Newgrange - new facts not noticed before.

In Ireland, near the town of Bru-na-Boyne stands the majestic Newgrange Mound, one of the oldest buildings in Western Europe, built about 5,000 years ago. Respectable age and large size are not the only features of this monument. Inside the mound is a long corridor made of boulders. The length of the passage is 19 meters and it leads to the chamber, the base of which is composed of vertically placed monoliths weighing from 20 to 40 tons each.

The passage is oriented to the southeast exactly where the sun rises on the day of the winter solstice. For several days from December 19 to 23, the first rays of sunlight penetrate through the window above the corridor and illuminate for 15 minutes the altar inside the burial chamber and the entire chamber. In ancient times, this phenomenon was called a "solar miracle".
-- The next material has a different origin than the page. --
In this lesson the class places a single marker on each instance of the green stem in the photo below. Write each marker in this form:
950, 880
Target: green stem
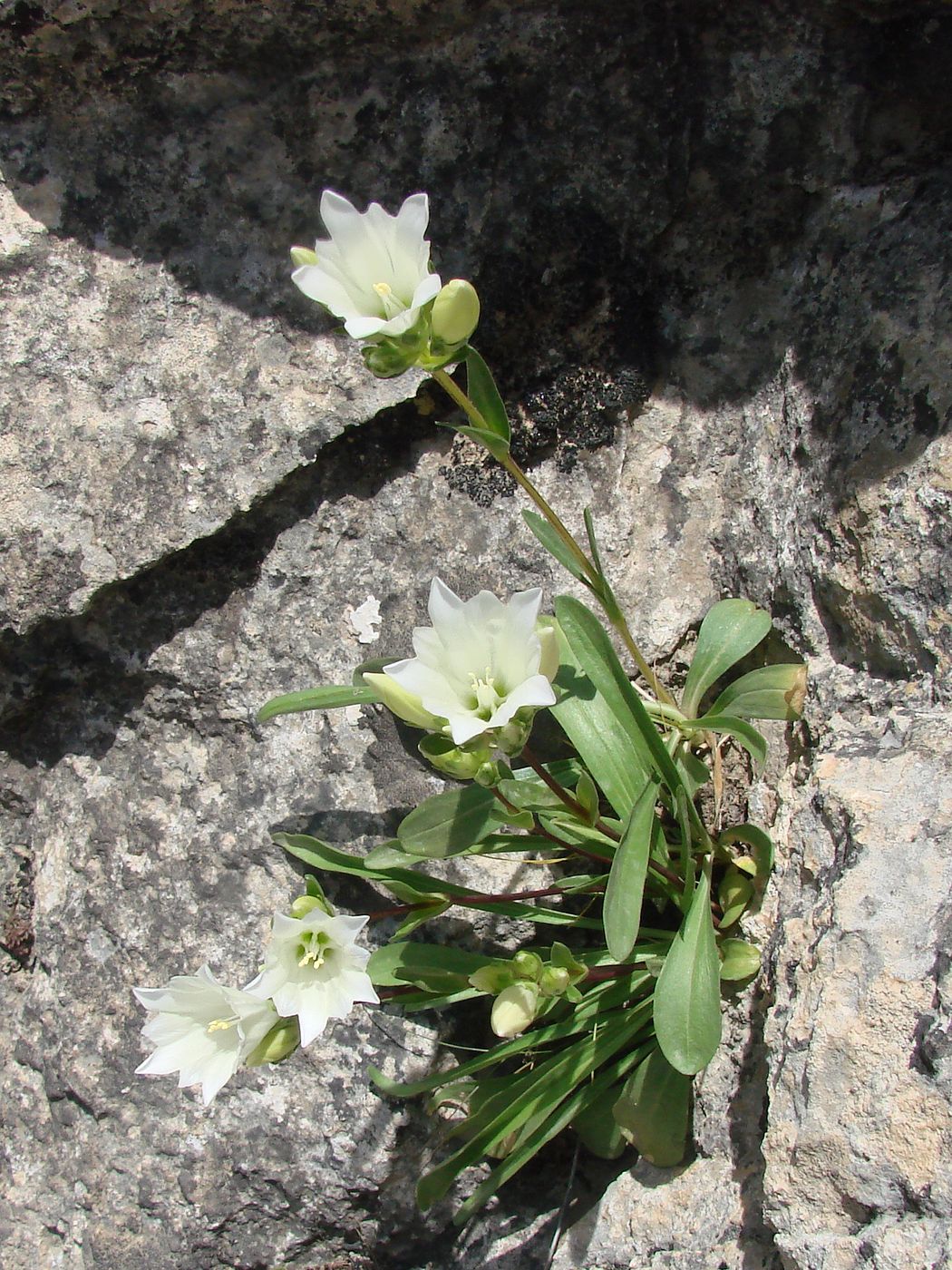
588, 568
Since the mound allows to determine the exact date of the astronomical event of the sunrise on the day of the winter solstice, it has an astronomical function in addition to the cult and burial ones. By modern definition, the place where regular observations of an astronomical event were made is an observatory. The same principle of reverse sighting, when observing not the luminary itself, but a beam of its rays, was applied in the Trypillian temple-observatory near Nebelivka in Ukraine and in the Egyptian temple in Karnak. However, the astronomical function of Newgrange Mound is not limited to one event. The mound is a part of the mound complex. There are many ancient tombs around and their locations were chosen not by chance.


 650 m east from the center of the Newgrange mound there is the mound number 019-051 "Long Mound". It has an azimuth of 88.5 degrees. To the observer who would stand on top of the Newgrange Mound, the Sun rises in this direction on the days of the equinox, when the length of the day is equal to the length of the night. To the northwest from the observer there is a large mound Knowth. It is 1300 m from the center of Newgrange mound, azimuth 305 degrees. Sunset on the day of the summer solstice is observed in this sector of the sky. If you compare the distance between the two mounds with the previous segment of 650 m, a simple mathematical proportion is obvious:

650: 1300 = 1: 2

To the northeast from the observer's site is Dowth Mound. It is distant at 1950 m and has an azimuth of 58 degrees. This is the direction where the sun rises on the summer solstice, when the longest day of the year. The distance between this mound-visor and the observation point is exactly three times larger than the distance between the observation point and the mound "019-051":

650: 1950 = 1: 3

Dowth is also a long mound and horseshoe-shaped and turned by a passage to the observer's point. 

In the south-east we have two more mounds (019-049001 and 019-058001 / B) at distances of 540 and 1000 m, respectively, and they are located at azimuths of 128 and 140 degrees. In this sector, the sun rises on the day of the winter solstice. The Newgrange Mound is dedicated to this event. After the shortest day of the year on the winter solstice, the time of day gradually increases and a new astronomical cycle begins. In the same azimuths there are stones placed on either side of the entrance to the Newgrange passage. Around it are other stones on the so-called "astronomical azimuths", which are the points of rise and set of the Sun and Moon at the culminations of their cycles. These stones and azimuths are shown in the diagram below. Most likely, they have a symbolic meaning, because from the top of the mound stones are below the visible horizon and indicate the directions where astronomical events occur.


Earlier, when talking about the astronomical function of Newgrange, researchers paid attention only to the stone corridor inside the mound. Now, with the substantiation of astronomical and mathematical connections with other mounds, it has turned into a mound-astronomical complex, an observatory. It is similar to the complexes in Ukraine Sursky Mound in Dnieper and Observatory Bezvodivka in Chernihiv region. In Ukrainian complexes, there are also mathematical proportions in the distances between the mounds-visors and most of the "astronomical azimuths" are repeated. The presence of such monuments, which are separated by thousands of kilometers, testifies to the existence of the spread of astronomical knowledge and mythology along with the expansion of the Mound Culture in the Eurasian space.